When do you most feel African? It’s a question I love asking my friends who live in Africa and abroad. Some tell me about favorite meals that taste like home. Others describe the smells and sounds of busy markets in Lagos or Douala. Often, people tell me about the magic of looking at a landscape they know exist nowhere else.
For me, it’s all about the music. I never feel more African than when I’m listening to old Makossa songs, or dancing to new Afrobeats tunes. I always marvel at how music from unknown parts of the continent always make me feel right at home. So on this Africa Day, let me tell you about the song I’ve been dancing to all day: “Right Here Right Now Africa” by Ghanaian singers Maame Afon and Ivy Hollys.
With their new song “Right Here Right Now Africa”, which is officially released today, Maame Afon and Ivy Hollys grace us with the anthem for Africa we didn't know we needed. I love everything about this song. I love the lyrics, which invite us to dream big for Africa, and then make that dream happen, "right here right now". I love the beats, that you can't stop moving your feet to. Don't even get me started on Maame and Ivy's crazy vocals!

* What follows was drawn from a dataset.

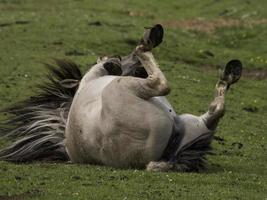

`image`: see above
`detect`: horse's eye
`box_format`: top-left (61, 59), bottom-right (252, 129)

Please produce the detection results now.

A tale of feminist sisterhood
What I love most, though, is the story of how this song came to be. In 2017, feminist powerhouse Maame Afon was doing her thing: challenging a group of African high school students to use their unique gifts to create the change. In the room, young Ivy Hollys decided to walk the talk and started writing a song.
A couple of years later, both have collaborated on this amazing song, bringing in rappers Tawiah Sai and Akuokor Sai for a bridge that will have you show off your best moves. It's a tale of sisterhood, mentorship, and a reminder that no talent should be left unused - our continent just can't afford it!
"What's the point of a revolution if we can't dance?"
Thank you Maame and Ivy for this powerful message. I can’t wait to hear next year’s anthem and discover even more young voices from all corners of our beautiful continent.
I often think of this question: "What's the point of a revolution if we can't dance?". This Africa Day, you'll find me on the dancefloor, dancing to "Right Here Right Now Africa". See you there!